2 cups granulated sugar
1/2 cup light butter
1/2 (8-ounce) block cream cheese, softened
3 large eggs
1 large egg white
3 cups all-purpose flour, divided
2 cups fresh or frozen blueberries
1 teaspoon baking powder
1/2 teaspoon baking soda
1/2 teaspoon salt
1 (8-ounce) carton lemon low-fat yogurt
2 teaspoons vanilla extract
1/2 cup powdered sugar
4 teaspoons lemon juice Preparation
• Preheat oven to 350°.
• Beat first 3 ingredients at medium speed of a mixer until well-blended (about 5 minutes). Add eggs and egg white, 1 at a time, beating well after each addition.
• Lightly spoon flour into dry measuring cups; level with a knife. Combine 2 tablespoons flour and blueberries in a small bowl, and toss well.
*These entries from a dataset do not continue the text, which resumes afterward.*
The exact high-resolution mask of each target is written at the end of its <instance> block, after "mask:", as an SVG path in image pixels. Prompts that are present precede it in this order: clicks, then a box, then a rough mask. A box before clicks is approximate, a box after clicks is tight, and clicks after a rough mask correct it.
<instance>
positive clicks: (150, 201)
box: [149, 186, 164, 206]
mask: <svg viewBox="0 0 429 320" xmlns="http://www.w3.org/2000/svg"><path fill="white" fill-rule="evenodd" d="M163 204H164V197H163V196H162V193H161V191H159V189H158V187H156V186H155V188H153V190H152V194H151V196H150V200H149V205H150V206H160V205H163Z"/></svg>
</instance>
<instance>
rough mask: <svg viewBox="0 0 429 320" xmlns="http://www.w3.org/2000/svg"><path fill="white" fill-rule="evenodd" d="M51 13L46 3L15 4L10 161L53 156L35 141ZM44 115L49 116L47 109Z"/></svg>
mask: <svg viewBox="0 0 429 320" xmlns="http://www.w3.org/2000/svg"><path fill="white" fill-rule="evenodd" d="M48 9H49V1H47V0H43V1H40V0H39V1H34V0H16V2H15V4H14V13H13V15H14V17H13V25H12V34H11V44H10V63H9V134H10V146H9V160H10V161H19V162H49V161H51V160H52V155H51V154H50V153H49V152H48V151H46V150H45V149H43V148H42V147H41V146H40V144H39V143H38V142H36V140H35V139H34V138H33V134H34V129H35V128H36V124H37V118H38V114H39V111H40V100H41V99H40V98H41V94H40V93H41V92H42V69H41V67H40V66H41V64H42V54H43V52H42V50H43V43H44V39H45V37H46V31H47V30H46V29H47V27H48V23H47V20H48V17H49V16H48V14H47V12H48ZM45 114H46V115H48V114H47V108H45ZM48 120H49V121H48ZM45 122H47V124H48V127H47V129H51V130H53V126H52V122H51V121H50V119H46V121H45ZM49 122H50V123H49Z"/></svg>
Combine remaining flour, baking powder, baking soda, and salt. Add flour mixture to sugar mixture alternately with yogurt, beginning and ending with flour mixture.
• Fold in blueberry mixture and vanilla; pour cake batter into a 10-inch tube pan coated with cooking spray.
• Bake at 350° for 1 hour and 10 minutes or until a wooden pick inserted in center comes out clean.
• Cool cake in pan 10 minutes; remove from pan.
• Combine powdered sugar and lemon juice in a small bowl; drizzle over warm cake. Cut with a serrated knife.